1/22/2004 10:33:02 PM ] [  ]


Tuesday, January 20, 2004

iPod notes for workouts

Cut & paste the instructions for your workouts into text files and drop them into the "Notes" folder on your iPod. Apple has a few AppleScripts that make this a painless process [here]. A good resource for exercise instructions is this set of pages [here]. You can create notes that serve as a reference at the gym, which can be handy - you don't want to spend 20 minutes doing an exercise not quite right and end up feeling it the next day! Another handy use for the iPod's Notes features is you can take webpages, email, or eBooks with you to the gym to read while you're on a treadmill or bike.

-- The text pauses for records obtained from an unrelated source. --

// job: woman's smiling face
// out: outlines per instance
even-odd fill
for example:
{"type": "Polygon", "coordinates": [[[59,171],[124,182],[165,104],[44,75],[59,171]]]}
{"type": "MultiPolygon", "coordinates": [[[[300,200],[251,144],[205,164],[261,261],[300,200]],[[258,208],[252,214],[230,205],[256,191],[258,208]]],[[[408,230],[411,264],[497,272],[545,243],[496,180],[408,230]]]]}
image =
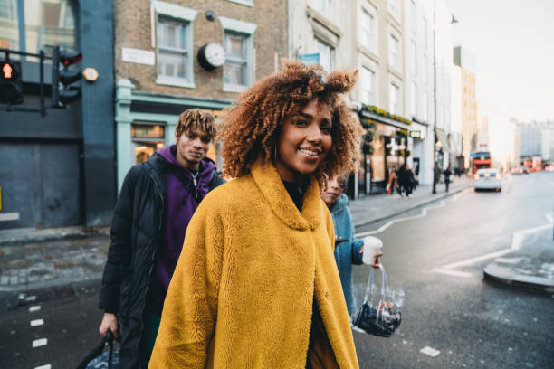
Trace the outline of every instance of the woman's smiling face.
{"type": "Polygon", "coordinates": [[[314,173],[331,148],[330,110],[318,102],[317,98],[310,100],[281,127],[273,164],[283,181],[299,182],[314,173]]]}

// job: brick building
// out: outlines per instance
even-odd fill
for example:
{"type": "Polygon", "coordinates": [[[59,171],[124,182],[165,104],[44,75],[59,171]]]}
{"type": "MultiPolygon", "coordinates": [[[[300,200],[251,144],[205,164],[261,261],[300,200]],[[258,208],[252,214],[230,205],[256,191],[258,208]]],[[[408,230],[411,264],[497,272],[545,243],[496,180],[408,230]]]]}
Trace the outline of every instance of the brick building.
{"type": "MultiPolygon", "coordinates": [[[[175,142],[183,110],[202,108],[220,118],[240,91],[281,69],[288,54],[286,2],[132,5],[115,5],[118,188],[132,165],[175,142]]],[[[208,156],[221,164],[217,147],[208,156]]]]}

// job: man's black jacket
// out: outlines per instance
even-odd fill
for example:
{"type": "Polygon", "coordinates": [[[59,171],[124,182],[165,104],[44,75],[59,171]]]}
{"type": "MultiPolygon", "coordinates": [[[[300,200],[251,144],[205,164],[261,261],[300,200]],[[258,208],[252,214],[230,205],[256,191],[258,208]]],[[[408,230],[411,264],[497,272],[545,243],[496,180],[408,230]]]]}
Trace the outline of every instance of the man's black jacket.
{"type": "MultiPolygon", "coordinates": [[[[158,245],[163,239],[168,166],[158,154],[134,166],[123,181],[111,222],[100,308],[119,314],[121,368],[137,367],[146,296],[158,245]]],[[[210,190],[224,182],[215,171],[210,190]]],[[[188,184],[184,184],[189,188],[188,184]]]]}

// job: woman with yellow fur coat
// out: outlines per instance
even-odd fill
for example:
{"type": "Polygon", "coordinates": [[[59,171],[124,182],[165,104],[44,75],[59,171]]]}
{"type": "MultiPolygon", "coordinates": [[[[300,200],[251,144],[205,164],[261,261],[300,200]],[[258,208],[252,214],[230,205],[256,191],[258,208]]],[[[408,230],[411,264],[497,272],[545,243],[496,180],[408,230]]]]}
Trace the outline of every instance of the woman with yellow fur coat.
{"type": "Polygon", "coordinates": [[[326,175],[351,172],[356,72],[287,62],[227,112],[224,175],[196,210],[149,368],[358,368],[326,175]]]}

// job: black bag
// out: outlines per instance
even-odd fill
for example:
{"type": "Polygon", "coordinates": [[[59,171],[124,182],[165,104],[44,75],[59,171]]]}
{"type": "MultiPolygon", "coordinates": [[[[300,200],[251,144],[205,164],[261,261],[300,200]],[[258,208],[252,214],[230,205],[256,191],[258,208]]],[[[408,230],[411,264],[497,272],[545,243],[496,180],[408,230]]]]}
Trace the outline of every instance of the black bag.
{"type": "Polygon", "coordinates": [[[113,349],[113,333],[108,331],[101,342],[87,355],[77,369],[118,369],[119,367],[119,350],[113,349]],[[104,351],[106,344],[110,350],[104,351]]]}
{"type": "Polygon", "coordinates": [[[390,291],[385,268],[380,264],[379,269],[382,279],[381,290],[379,291],[373,283],[373,269],[371,269],[366,296],[358,308],[354,325],[370,335],[390,337],[402,321],[402,313],[396,308],[403,304],[404,291],[402,289],[390,291]]]}

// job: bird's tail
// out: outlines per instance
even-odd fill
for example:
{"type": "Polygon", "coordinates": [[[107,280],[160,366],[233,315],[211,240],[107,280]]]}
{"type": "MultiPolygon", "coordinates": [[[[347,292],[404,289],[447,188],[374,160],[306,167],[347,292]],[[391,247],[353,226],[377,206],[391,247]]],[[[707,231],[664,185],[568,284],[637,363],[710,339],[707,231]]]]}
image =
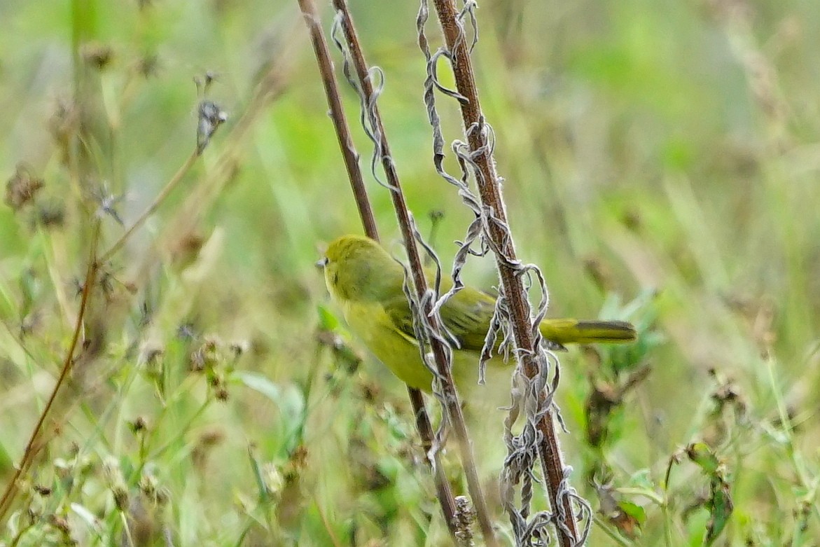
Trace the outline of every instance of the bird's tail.
{"type": "Polygon", "coordinates": [[[617,344],[631,342],[638,333],[631,323],[625,321],[577,321],[576,319],[544,319],[541,335],[560,344],[617,344]]]}

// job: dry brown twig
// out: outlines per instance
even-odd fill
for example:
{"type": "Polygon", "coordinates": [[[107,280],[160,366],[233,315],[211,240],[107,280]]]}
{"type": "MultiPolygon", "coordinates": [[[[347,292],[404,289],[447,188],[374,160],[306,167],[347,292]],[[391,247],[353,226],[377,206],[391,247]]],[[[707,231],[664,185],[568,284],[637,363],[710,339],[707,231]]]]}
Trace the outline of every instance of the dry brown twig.
{"type": "MultiPolygon", "coordinates": [[[[374,89],[373,80],[374,75],[379,72],[375,68],[372,70],[369,69],[365,62],[356,29],[345,0],[333,0],[332,4],[337,11],[335,26],[338,25],[344,36],[343,50],[346,50],[347,54],[349,56],[350,62],[352,62],[356,72],[355,79],[349,74],[347,56],[344,60],[345,66],[344,70],[351,84],[357,89],[360,94],[362,125],[375,145],[371,161],[373,175],[378,180],[379,177],[376,173],[376,165],[380,162],[386,177],[386,182],[382,182],[381,184],[390,192],[394,209],[396,212],[404,247],[407,250],[408,260],[410,265],[409,276],[412,281],[414,292],[411,291],[409,288],[405,292],[410,300],[411,308],[414,312],[417,312],[414,313],[414,323],[417,339],[420,341],[421,358],[435,373],[438,380],[438,388],[440,391],[436,394],[436,396],[445,409],[445,419],[449,422],[449,426],[453,428],[458,444],[462,465],[464,468],[467,481],[467,489],[472,499],[476,517],[481,527],[485,543],[488,545],[497,545],[498,540],[495,537],[493,523],[490,517],[490,512],[478,477],[478,472],[472,454],[472,443],[467,432],[467,424],[462,413],[461,404],[456,392],[455,385],[450,375],[452,349],[442,334],[442,323],[439,317],[437,308],[434,308],[434,303],[437,298],[438,286],[434,287],[433,289],[428,288],[421,256],[416,243],[418,242],[421,244],[434,259],[435,259],[435,253],[424,243],[421,235],[418,233],[412,217],[408,209],[404,194],[401,189],[396,166],[390,154],[390,144],[385,134],[381,116],[376,103],[380,89],[379,91],[374,89]],[[427,348],[432,353],[433,362],[428,362],[427,348]]],[[[338,41],[337,45],[341,46],[338,41]]],[[[440,442],[437,439],[436,443],[431,449],[434,453],[437,451],[439,444],[440,442]]]]}
{"type": "MultiPolygon", "coordinates": [[[[305,18],[305,24],[308,25],[308,30],[310,32],[313,50],[316,54],[317,62],[319,65],[319,71],[321,75],[325,93],[327,96],[328,105],[330,109],[330,118],[333,121],[334,128],[336,131],[336,137],[339,140],[339,146],[344,160],[345,168],[348,171],[348,177],[350,180],[351,189],[356,200],[362,225],[364,227],[365,234],[368,237],[379,240],[376,220],[373,217],[372,208],[367,198],[362,171],[358,166],[359,155],[353,145],[350,128],[342,108],[339,86],[336,83],[335,75],[333,73],[333,63],[330,60],[327,42],[322,33],[316,5],[312,0],[298,0],[298,2],[305,18]]],[[[408,394],[416,416],[416,425],[421,439],[421,445],[426,456],[426,459],[433,470],[436,497],[441,505],[444,521],[447,523],[451,536],[453,538],[453,540],[458,541],[458,536],[456,536],[458,529],[455,518],[455,499],[450,489],[449,482],[447,480],[447,476],[444,473],[444,467],[441,463],[440,455],[437,450],[433,449],[433,428],[430,425],[427,411],[425,408],[424,399],[421,391],[409,386],[408,387],[408,394]]]]}
{"type": "MultiPolygon", "coordinates": [[[[506,440],[509,455],[505,462],[502,477],[503,498],[514,531],[519,543],[529,542],[533,536],[540,535],[540,528],[551,522],[557,531],[563,547],[582,543],[586,537],[590,515],[589,504],[578,496],[568,485],[568,471],[564,468],[556,435],[554,416],[560,419],[557,407],[553,403],[553,394],[558,385],[558,368],[557,359],[543,347],[538,325],[546,312],[547,291],[538,268],[524,266],[517,259],[507,213],[501,194],[501,179],[495,171],[492,157],[492,129],[485,122],[479,103],[472,71],[470,52],[477,41],[477,27],[475,2],[465,2],[464,8],[456,9],[453,0],[433,0],[436,14],[444,33],[445,47],[435,54],[430,53],[424,34],[424,26],[429,15],[427,0],[421,0],[417,21],[419,45],[427,59],[428,78],[425,86],[425,103],[428,116],[433,127],[434,163],[439,173],[449,183],[458,188],[464,203],[476,213],[476,218],[467,230],[467,237],[457,253],[453,265],[453,291],[460,286],[458,275],[467,256],[472,253],[471,244],[476,239],[481,242],[480,253],[492,249],[501,280],[501,294],[493,320],[493,328],[488,335],[483,362],[489,358],[494,344],[496,331],[508,326],[503,345],[509,342],[509,335],[515,342],[516,355],[519,362],[514,379],[517,384],[513,388],[513,405],[505,422],[506,440]],[[469,20],[474,29],[472,44],[467,39],[464,21],[469,20]],[[437,60],[444,57],[450,62],[455,76],[456,89],[449,90],[441,86],[436,79],[437,60]],[[444,159],[444,139],[435,110],[435,93],[438,89],[458,101],[467,143],[456,142],[453,151],[462,168],[461,179],[448,175],[442,166],[444,159]],[[480,200],[472,194],[467,180],[469,174],[474,175],[480,200]],[[541,285],[542,300],[537,313],[533,317],[522,277],[535,276],[541,285]],[[512,332],[510,332],[510,330],[512,332]],[[549,364],[555,363],[553,381],[548,385],[547,375],[549,364]],[[523,372],[523,374],[521,374],[523,372]],[[523,411],[526,423],[519,435],[513,435],[512,426],[523,411]],[[532,496],[532,467],[535,454],[540,460],[544,476],[547,477],[551,513],[540,513],[529,521],[529,503],[532,496]],[[517,509],[513,504],[514,488],[522,484],[522,505],[517,509]],[[586,527],[579,535],[573,502],[585,513],[586,527]]],[[[444,295],[444,299],[449,294],[444,295]]]]}

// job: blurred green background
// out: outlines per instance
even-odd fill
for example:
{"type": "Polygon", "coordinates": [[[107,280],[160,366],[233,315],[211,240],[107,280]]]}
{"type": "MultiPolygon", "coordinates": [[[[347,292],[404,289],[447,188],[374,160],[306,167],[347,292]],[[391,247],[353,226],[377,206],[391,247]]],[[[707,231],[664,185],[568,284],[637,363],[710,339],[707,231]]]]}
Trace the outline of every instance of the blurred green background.
{"type": "MultiPolygon", "coordinates": [[[[408,200],[425,234],[444,212],[449,263],[472,213],[433,167],[417,9],[351,2],[408,200]]],[[[519,257],[542,268],[549,315],[628,318],[644,336],[560,356],[565,463],[601,509],[590,545],[702,545],[728,517],[716,490],[734,507],[720,545],[816,545],[820,3],[487,0],[476,14],[519,257]],[[595,440],[601,393],[620,396],[595,440]],[[700,441],[719,470],[681,452],[700,441]]],[[[0,21],[4,487],[65,358],[94,219],[102,251],[193,151],[199,100],[229,114],[106,266],[0,543],[446,545],[403,386],[344,332],[314,266],[361,226],[296,2],[4,0],[0,21]],[[16,207],[32,178],[42,189],[16,207]]],[[[440,43],[435,21],[427,34],[440,43]]],[[[439,106],[448,143],[462,139],[455,103],[439,106]]],[[[465,275],[497,284],[487,260],[465,275]]],[[[508,540],[502,442],[481,436],[503,417],[472,427],[508,540]]]]}

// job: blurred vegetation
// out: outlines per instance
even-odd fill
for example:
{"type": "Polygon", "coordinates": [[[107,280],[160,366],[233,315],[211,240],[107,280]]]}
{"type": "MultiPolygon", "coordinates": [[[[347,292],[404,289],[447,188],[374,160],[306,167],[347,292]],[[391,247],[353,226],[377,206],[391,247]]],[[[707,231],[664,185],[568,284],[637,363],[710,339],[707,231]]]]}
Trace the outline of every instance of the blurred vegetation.
{"type": "MultiPolygon", "coordinates": [[[[426,232],[444,212],[446,262],[471,218],[435,175],[417,6],[351,4],[410,205],[426,232]]],[[[542,267],[551,315],[643,334],[561,355],[565,460],[599,510],[590,545],[817,545],[820,3],[477,15],[519,256],[542,267]]],[[[0,545],[447,545],[403,386],[314,267],[361,228],[296,2],[5,0],[0,22],[3,489],[66,357],[95,222],[102,253],[185,163],[199,101],[230,116],[89,291],[0,545]]],[[[486,260],[466,276],[496,284],[486,260]]],[[[495,417],[472,425],[497,507],[495,417]]]]}

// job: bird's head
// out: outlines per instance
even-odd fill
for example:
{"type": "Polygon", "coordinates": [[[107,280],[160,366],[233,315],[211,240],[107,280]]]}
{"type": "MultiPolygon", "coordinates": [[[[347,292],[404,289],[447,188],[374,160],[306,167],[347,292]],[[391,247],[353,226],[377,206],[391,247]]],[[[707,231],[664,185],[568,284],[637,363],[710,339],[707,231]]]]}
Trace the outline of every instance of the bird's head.
{"type": "Polygon", "coordinates": [[[343,235],[334,240],[318,264],[325,269],[328,291],[340,302],[383,302],[394,296],[396,290],[401,291],[404,279],[393,257],[362,235],[343,235]]]}

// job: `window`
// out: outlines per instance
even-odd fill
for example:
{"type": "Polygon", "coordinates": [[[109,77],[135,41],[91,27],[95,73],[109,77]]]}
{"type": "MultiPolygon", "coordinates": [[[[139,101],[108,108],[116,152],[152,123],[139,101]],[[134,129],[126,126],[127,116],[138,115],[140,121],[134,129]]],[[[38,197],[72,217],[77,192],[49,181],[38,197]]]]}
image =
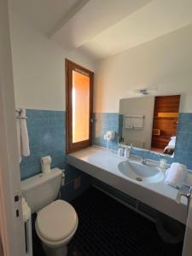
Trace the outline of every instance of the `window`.
{"type": "Polygon", "coordinates": [[[67,153],[91,145],[93,75],[66,60],[67,153]]]}

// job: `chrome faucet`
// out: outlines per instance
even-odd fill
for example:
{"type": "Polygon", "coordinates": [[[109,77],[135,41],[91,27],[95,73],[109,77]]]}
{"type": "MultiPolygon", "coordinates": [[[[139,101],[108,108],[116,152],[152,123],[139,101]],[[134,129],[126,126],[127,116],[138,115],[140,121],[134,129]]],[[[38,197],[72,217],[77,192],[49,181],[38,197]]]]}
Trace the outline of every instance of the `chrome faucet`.
{"type": "Polygon", "coordinates": [[[142,157],[142,159],[141,159],[141,164],[142,165],[146,165],[146,162],[147,162],[146,158],[142,157]]]}

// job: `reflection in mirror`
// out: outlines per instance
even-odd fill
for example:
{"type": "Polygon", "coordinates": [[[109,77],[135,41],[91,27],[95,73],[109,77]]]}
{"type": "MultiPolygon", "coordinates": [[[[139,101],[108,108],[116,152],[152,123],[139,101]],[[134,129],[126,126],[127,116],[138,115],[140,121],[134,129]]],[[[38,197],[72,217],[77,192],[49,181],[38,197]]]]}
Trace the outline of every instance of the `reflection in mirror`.
{"type": "Polygon", "coordinates": [[[123,143],[172,155],[180,96],[145,96],[119,102],[123,143]]]}

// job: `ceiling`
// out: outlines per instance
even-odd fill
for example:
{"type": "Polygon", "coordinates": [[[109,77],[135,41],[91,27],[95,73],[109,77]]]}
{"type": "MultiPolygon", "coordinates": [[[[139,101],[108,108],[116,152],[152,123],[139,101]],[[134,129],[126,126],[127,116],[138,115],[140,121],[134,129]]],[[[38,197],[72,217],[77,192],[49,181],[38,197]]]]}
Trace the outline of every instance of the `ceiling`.
{"type": "Polygon", "coordinates": [[[192,24],[192,0],[9,0],[68,50],[108,57],[192,24]]]}

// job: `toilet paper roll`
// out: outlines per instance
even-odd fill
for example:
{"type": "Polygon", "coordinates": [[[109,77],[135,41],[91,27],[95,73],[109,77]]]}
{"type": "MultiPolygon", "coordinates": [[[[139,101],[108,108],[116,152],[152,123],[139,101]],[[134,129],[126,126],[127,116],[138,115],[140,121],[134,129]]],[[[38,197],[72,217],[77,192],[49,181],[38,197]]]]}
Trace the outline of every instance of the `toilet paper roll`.
{"type": "Polygon", "coordinates": [[[41,158],[42,172],[47,173],[50,172],[51,157],[49,155],[41,158]]]}

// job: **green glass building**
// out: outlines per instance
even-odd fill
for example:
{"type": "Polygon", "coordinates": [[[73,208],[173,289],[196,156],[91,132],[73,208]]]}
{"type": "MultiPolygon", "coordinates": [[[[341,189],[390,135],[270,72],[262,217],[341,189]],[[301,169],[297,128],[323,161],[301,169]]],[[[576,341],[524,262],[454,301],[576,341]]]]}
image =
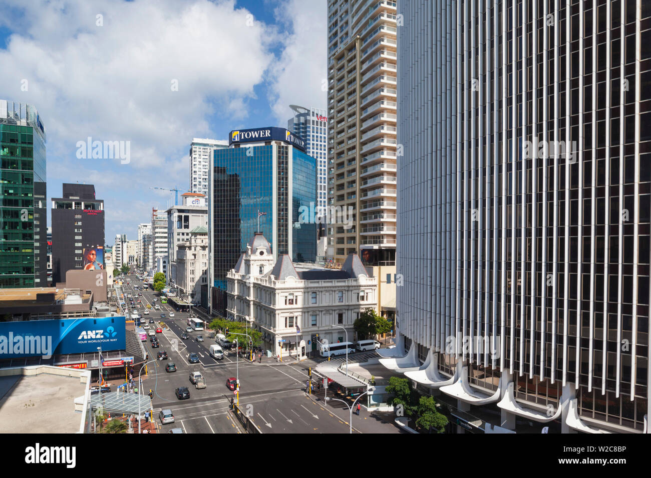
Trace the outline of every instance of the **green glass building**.
{"type": "Polygon", "coordinates": [[[0,288],[49,285],[45,144],[33,105],[0,100],[0,288]]]}

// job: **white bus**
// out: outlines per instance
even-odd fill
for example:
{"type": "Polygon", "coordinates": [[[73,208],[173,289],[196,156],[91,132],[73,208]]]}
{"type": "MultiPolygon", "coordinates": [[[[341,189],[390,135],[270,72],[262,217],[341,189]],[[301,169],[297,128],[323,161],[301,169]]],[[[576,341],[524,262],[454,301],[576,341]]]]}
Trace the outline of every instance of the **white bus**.
{"type": "Polygon", "coordinates": [[[322,357],[327,357],[335,355],[345,355],[346,350],[348,351],[349,354],[355,352],[355,344],[352,342],[339,342],[339,343],[322,345],[320,351],[322,357]]]}

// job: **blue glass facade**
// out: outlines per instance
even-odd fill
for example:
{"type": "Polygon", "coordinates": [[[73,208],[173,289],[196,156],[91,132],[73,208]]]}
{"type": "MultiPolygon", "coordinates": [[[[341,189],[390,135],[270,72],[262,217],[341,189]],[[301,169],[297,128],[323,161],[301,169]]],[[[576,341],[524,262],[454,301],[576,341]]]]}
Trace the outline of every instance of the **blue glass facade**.
{"type": "Polygon", "coordinates": [[[288,144],[229,148],[213,155],[214,287],[226,289],[226,274],[258,230],[258,211],[266,213],[259,231],[275,254],[315,260],[316,225],[298,221],[299,207],[316,201],[316,160],[288,144]]]}

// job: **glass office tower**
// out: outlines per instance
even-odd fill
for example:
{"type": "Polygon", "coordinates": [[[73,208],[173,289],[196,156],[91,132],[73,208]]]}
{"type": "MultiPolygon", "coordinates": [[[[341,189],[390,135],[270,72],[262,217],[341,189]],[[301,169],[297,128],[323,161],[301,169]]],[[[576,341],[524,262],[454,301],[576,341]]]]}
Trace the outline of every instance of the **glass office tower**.
{"type": "Polygon", "coordinates": [[[45,129],[33,105],[0,100],[0,287],[46,287],[45,129]]]}
{"type": "Polygon", "coordinates": [[[651,3],[398,6],[405,375],[511,430],[648,432],[651,3]]]}
{"type": "Polygon", "coordinates": [[[286,254],[301,262],[316,257],[316,224],[299,220],[301,207],[314,209],[317,204],[316,160],[305,152],[303,140],[283,128],[265,128],[232,131],[230,142],[213,152],[211,170],[211,306],[216,312],[225,312],[226,274],[255,232],[268,238],[275,258],[286,254]]]}

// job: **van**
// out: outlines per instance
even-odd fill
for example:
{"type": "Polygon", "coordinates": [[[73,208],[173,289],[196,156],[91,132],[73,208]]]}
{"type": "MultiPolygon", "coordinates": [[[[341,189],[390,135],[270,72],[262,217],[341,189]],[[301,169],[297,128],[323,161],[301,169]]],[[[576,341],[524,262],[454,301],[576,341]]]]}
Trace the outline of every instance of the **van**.
{"type": "Polygon", "coordinates": [[[368,350],[377,350],[380,348],[380,342],[377,340],[359,340],[355,348],[359,352],[368,350]]]}
{"type": "Polygon", "coordinates": [[[224,358],[224,351],[217,345],[210,345],[210,356],[213,358],[222,359],[224,358]]]}
{"type": "Polygon", "coordinates": [[[174,423],[174,415],[172,414],[172,410],[168,408],[161,410],[161,412],[158,414],[158,418],[163,425],[174,423]]]}

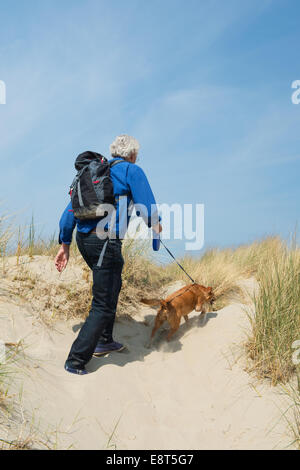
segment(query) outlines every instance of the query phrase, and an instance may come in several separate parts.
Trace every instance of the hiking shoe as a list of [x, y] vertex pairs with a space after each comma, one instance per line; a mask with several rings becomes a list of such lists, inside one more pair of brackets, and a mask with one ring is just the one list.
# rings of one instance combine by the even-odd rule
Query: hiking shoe
[[117, 343], [116, 341], [107, 344], [98, 343], [93, 356], [99, 357], [110, 352], [122, 351], [123, 349], [125, 349], [125, 346], [121, 343]]
[[75, 369], [74, 367], [67, 366], [65, 364], [65, 370], [67, 372], [70, 372], [70, 374], [77, 374], [77, 375], [86, 375], [88, 374], [88, 371], [85, 369]]

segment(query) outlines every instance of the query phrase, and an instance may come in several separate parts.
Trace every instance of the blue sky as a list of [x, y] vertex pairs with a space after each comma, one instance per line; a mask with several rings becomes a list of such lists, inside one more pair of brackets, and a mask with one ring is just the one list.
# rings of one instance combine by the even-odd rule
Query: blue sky
[[288, 237], [299, 16], [298, 0], [2, 0], [3, 211], [52, 234], [75, 157], [128, 133], [158, 202], [205, 204], [205, 248]]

1/20/2004 05:15:10 PM ] [  ]


Monday, January 19, 2004

NewtSync quick fix for iCal 1.5.2

Today's [iCal] update to version 1.5.2 is confusing [NewtSync]. NewtSync wants a version of 1.5.1 or higher, though when it asks iCal for it's version number the "1.5.2" is gets seems to not pass whatever test NewtSync is running on it. Hey, version numbers are tricky.

Here's a quick fix.

Drill down into Open up GetiCalVersion.applescript, it should open in Apple's Script Editor application. Change it like so:

-- GetiCalVersion.applescript
-- nSync

-- Created by John Anderson on Sat Jan 11 2003.
-- Copyright (c) 2001 everchanging. All rights reserved.

--tell application "iCal" to return version
return "1.5.1" as text

That comments out the version check and will always think that iCal is the correct version "1.5.1". It will work until a new version of NewtSync is released to handle the new iCal.